Honey as medicine - Australia produces a world's first!

Australia achieved a world-first on November 30, 1999 with the release of a pure honey treatment for wounds and sores -- MEDIHONEY

provided by National Honey Board

eveloped in association with Capilano Honey Limited and researched by the Agency for Food and Fiber Sciences and the University of Waikato Honey Research Unit in New Zealand, MEDIHONEY® is the first topical honey product in the world to achieve Therapeutic Goods Administration (TGA) listing in Australia.

Capilano Honey National Operations Manager Anthony Moloney said public feedback from this initial release would provide important information to help further research and development. Further clinical trials are also being proposed by a number of Australian research institutions. "Now that consumers have the assurance of TGA listing, a limited amount of MEDIHONEY is being released for public use," he said. "We want members of the public who try MEDIHONEY to tell us how the product works for them."

Scientific literature shows that highly active antimicrobial honey from the nectar of particular leptospermum trees has been used to successfully heal a wide variety of wounds and infections that have not responded to other treatments.

Research conducted by Associate Professor Dr. P.C. Molan at University of Waikato Department of Biological Sciences in New Zealand has shown that the antimicrobial component of the Leptospermum honey is particularly effective against virulent "Golden Staph" (Staphylococcus aureus) bacteria even when diluted more than 50 times.
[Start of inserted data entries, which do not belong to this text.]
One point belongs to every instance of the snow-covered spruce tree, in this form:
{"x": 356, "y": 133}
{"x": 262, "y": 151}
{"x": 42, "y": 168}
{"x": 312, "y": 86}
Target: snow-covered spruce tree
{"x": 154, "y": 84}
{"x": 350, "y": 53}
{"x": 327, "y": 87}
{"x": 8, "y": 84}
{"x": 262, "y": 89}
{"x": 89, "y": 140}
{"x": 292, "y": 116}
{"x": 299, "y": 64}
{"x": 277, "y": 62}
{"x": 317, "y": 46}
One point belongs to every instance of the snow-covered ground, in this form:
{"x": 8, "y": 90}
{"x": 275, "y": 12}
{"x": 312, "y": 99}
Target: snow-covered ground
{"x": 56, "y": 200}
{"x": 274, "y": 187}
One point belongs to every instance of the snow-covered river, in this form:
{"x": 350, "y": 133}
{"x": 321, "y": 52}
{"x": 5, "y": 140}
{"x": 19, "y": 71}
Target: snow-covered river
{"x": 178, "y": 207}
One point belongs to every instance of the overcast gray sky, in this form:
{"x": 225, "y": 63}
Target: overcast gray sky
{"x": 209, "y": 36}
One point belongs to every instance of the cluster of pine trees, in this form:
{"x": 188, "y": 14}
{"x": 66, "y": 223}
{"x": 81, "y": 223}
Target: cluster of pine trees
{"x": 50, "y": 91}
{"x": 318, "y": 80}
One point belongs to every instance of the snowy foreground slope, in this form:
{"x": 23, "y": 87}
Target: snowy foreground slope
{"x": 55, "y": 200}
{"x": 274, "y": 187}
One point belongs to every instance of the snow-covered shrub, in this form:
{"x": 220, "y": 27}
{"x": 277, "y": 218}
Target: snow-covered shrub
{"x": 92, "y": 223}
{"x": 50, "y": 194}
The use of honey as a wound dressing goes back to ancient times and has continued into present-day folk medicine. It is used as a traditional therapy for infected leg ulcers in Ghana, and as a traditional therapy in Mali for the topical treatment of measles, and in the eyes of patients to prevent corneal scarring. It is a common observation in medical journal reports that numerous benefits result from using honey to dress wounds:

     

  • The viscosity of honey provides a protective barrier to prevent wounds becoming infected.
  • Honey creates a moist healing environment that allows skin cells to regrow across a healing wound flush with the surface of the wound, preventing deformity of the skin. (If a dry scab forms on a wound, the skin cells can only grow across the wound deeper down where it is moist.)
  • Honey causes scabs and dead cells to lift off the surface of the wound, leaving a clean healthy wound bed in which regrowth of tissue can occur.
  • Honey stimulates the regrowth of tissue involved in the healing process. It stimulates the formation of new blood capillaries and the growth of fibroblasts that replace the connective tissue of the deeper layer of the skin and produce the collagen fibers that give strength to the repair. In addition, honey stimulates the growth of epithelial cells that form the new skin cover over a healed wound. Honey thus prevents scarring and keloid formation, and removes the need for skin grafting even with quite large wounds.
  • Honey does not stick to the underlying wound tissues, so there is no tearing away of newly formed tissue, and no pain, when dressings are changed.
  • Honey has an antiinflammatory action, which reduces the swelling around a wound. This improves circulation and thus hastens the healing process. It also reduces pain. The amount of fluid exuding from wounds is also decreased by the antiinflammatory action.
  • The high sugar content of honey draws lymph out of a wound, which lifts dirt out of the wound bed.
  • Honey prevents the odor that is commonly associated with serious wounds and skin ulcers, by clearing bacterial infection, and more immediately, by providing sugar to any bacteria present. In this environment, lactic acid is produced instead of the smelly byproducts of the degradation of protein.
  • Honey rapidly clears infection from wounds. It is fully effective even with antibiotic-resistant strains of bacteria. Unlike antiseptics and antibiotics, there is no impairment of the healing process through adverse effects on wound tissues.

Honey researchers feel that the therapeutic potential of honey is grossly under-utilized. It is widely available in most communities and although the mechanism of action of several of its properties remains obscure and needs further investigation, the time has now come for conventional medicine to look at this traditional remedy. With increasing interest in the use of alternative therapies and as the development of antibiotic-resistant bacteria spreads, honey may finally receive its due recognition.